Data … as usual

All things about data by Laurent Leturgez

Tools to aggregate Oracle CRS logfiles in one file, filter it, sort it, and display it.

9 Comments Posted by Laurent on September 11, 2013

If you already faced RAC problems, you had to analyze log files from the entry points which are the alert.log files.

But as Oracle clusterware logs its events in many logfiles (usually one per process), and you have a logfile directory on each server, it can be difficult to detect the causes, and specially the root cause of a specific problem.

Recently I created a little perl script that will help me for this purpose. This script is named “crs_log_aggregator.pl” and is available for download at this URL : https://app.box.com/s/xi3h7bpssrqtkp55q43c.

This script works like this. As input, it takes one or n directories to analyze recursively. Those directories are containing all crs log files of all cluster nodes you want to analyze.

For each directory, it parses each log files (except the alert.log) and each history log files (with file extension: l??). Parsing will get the timestamp mentioned in the read line, if there’s no timestamp (because message is written in many lines for example), the perl script will use the preceding timestamp. (If there were no timestamp for example, in the file header, it will flag the timestamp as ‘N/A’). Every analyzed line in the log file, is completed by its origin represented by the relative file path.

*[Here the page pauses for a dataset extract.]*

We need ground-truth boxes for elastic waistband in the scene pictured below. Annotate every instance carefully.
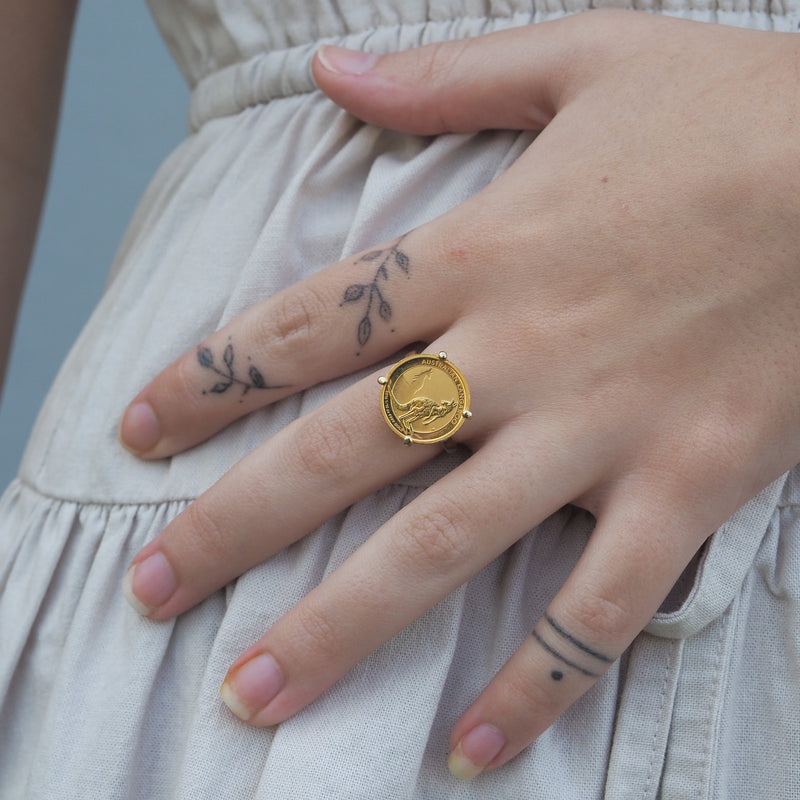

As a result, an analyzed line, is represented in the output file by three parts:

the timestamp of the message
the origin file of the message
the message

As a separator, I used a “<SEP>” tag.

So at this step, each line is recorded in a single unsorted file. If a filter expression has been given to the program as input, which is highly recommended, the filter is applied during the parsing process.

Next, the program will sort the output file by timestamp and will produce a single output file which is now filtered (or not) and this file can be analyzed.

Well, let’s see how it works:

For example, let’s consider a two nodes RAC (hostnames are rac1 and rac2).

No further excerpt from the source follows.